Then I went to pick up Henry from school, and when we returned, I checked on the cake, which was now safe in the fridge, sure to not have incurred any more harm. Except it had.
When I was out, Scott had taken the cake out to draw the R2-D2 on the top, and despite taking every precaution (setting the cake up less than an inch from the air conditioner, etc.) the frosting had melted. AGAIN.

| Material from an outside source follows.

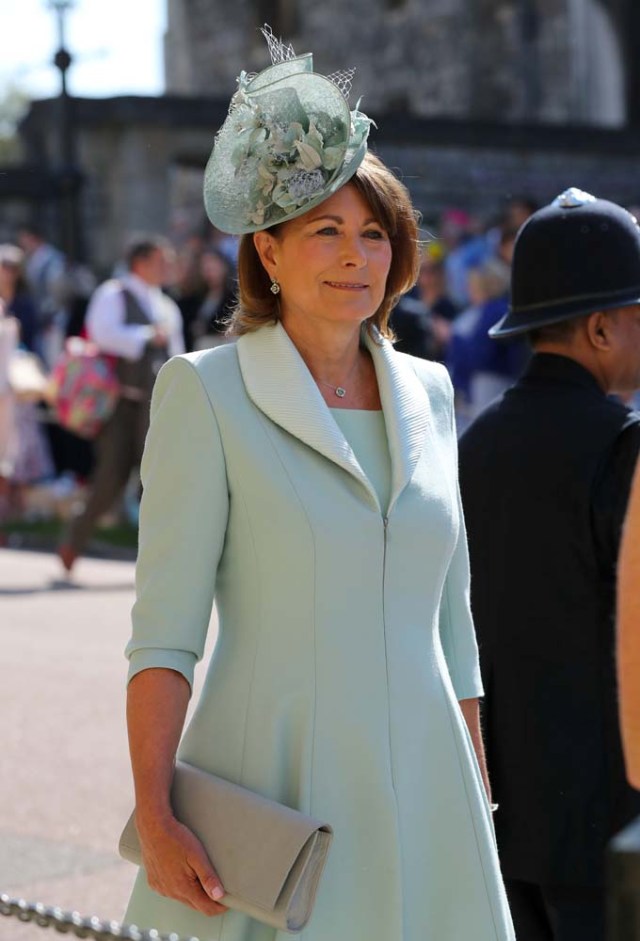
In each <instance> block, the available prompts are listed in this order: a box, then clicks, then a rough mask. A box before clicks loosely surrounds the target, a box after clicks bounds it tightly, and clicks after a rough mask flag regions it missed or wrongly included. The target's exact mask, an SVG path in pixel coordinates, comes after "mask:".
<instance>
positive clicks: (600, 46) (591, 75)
mask: <svg viewBox="0 0 640 941" xmlns="http://www.w3.org/2000/svg"><path fill="white" fill-rule="evenodd" d="M567 6H568V15H569V37H570V40H571V41H572V44H573V49H572V53H573V54H572V76H571V81H572V99H573V105H572V110H573V112H574V114H573V117H574V119H575V120H577V121H580V122H581V123H586V124H595V125H599V126H602V127H623V126H624V125H625V124H626V123H627V91H626V70H625V58H626V57H625V50H624V46H623V43H622V42H621V32H620V23H619V21H618V17H617V16H616V13H617V10H616V9H615V8H616V7H618V6H619V3H617V2H616V0H610V2H609V3H607V2H602V0H568V4H567Z"/></svg>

I tried not to scream. I called my mother and sister for frosting advice and moral support. “Why does it keep melting?” my mother asked. Good question, Mom. They both agreed I needed to add more confectioner’s sugar. Now I had a plan. Okay. I scraped the sides of the cake (AGAIN), added cupfuls of sugar, blended the damn frosting (AGAIN), and applied it to the sides. Again. This time it seemed to want to stay. Finally. But I was exhausted, and on edge from the cupfuls of sugar coursing through my veins (I don’t know about you, but I can’t not taste frosting), and there was no joy left in me. The cake had won.

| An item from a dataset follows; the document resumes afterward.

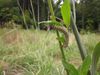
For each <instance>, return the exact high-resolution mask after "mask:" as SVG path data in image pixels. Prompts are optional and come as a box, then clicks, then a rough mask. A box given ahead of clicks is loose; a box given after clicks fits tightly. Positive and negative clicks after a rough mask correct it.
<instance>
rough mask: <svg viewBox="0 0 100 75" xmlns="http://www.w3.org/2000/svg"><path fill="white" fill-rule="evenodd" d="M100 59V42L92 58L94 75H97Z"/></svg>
mask: <svg viewBox="0 0 100 75" xmlns="http://www.w3.org/2000/svg"><path fill="white" fill-rule="evenodd" d="M99 58H100V42H99V43H98V44H97V45H96V46H95V48H94V52H93V56H92V68H91V72H92V75H96V68H97V63H98V61H99Z"/></svg>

By the time the party rolled around, I knew I had achieved a new level of insanity. I could think of nothing but the cake. The cake should be out of the refrigerator, I kept thinking. A chilled cake is not ideal. Room temperature, that’s what it should be. But if I put it out and it melts! Our friends were arriving and everyone was mingling and laughing and all I could think was that damn cake better taste good or I will punch it.
Then it was cake time, the moment of truth, and the cake came out of the refrigerator, and everyone oohed—I must say, it did end up looking impressive—and I cut into it and immediately knew, as I had to put all my weight into it, that the cake had the consistency of a brick. Fuck it, I thought, and hoisted leaden slabs to everyone around me, and we all attempted to digest forkfuls while I stared at the hateful, hateful dessert. Five minutes later, I pointed at the three-quarters of cake remaining and shouted, “THERE. NOW DO YOU SEE?” Because, yes, the frosting was running down the sides and oozing all over the table. “Do you see that?” I said, as my guests muttered to each other, “And she thinks she’s ready to go off her meds?”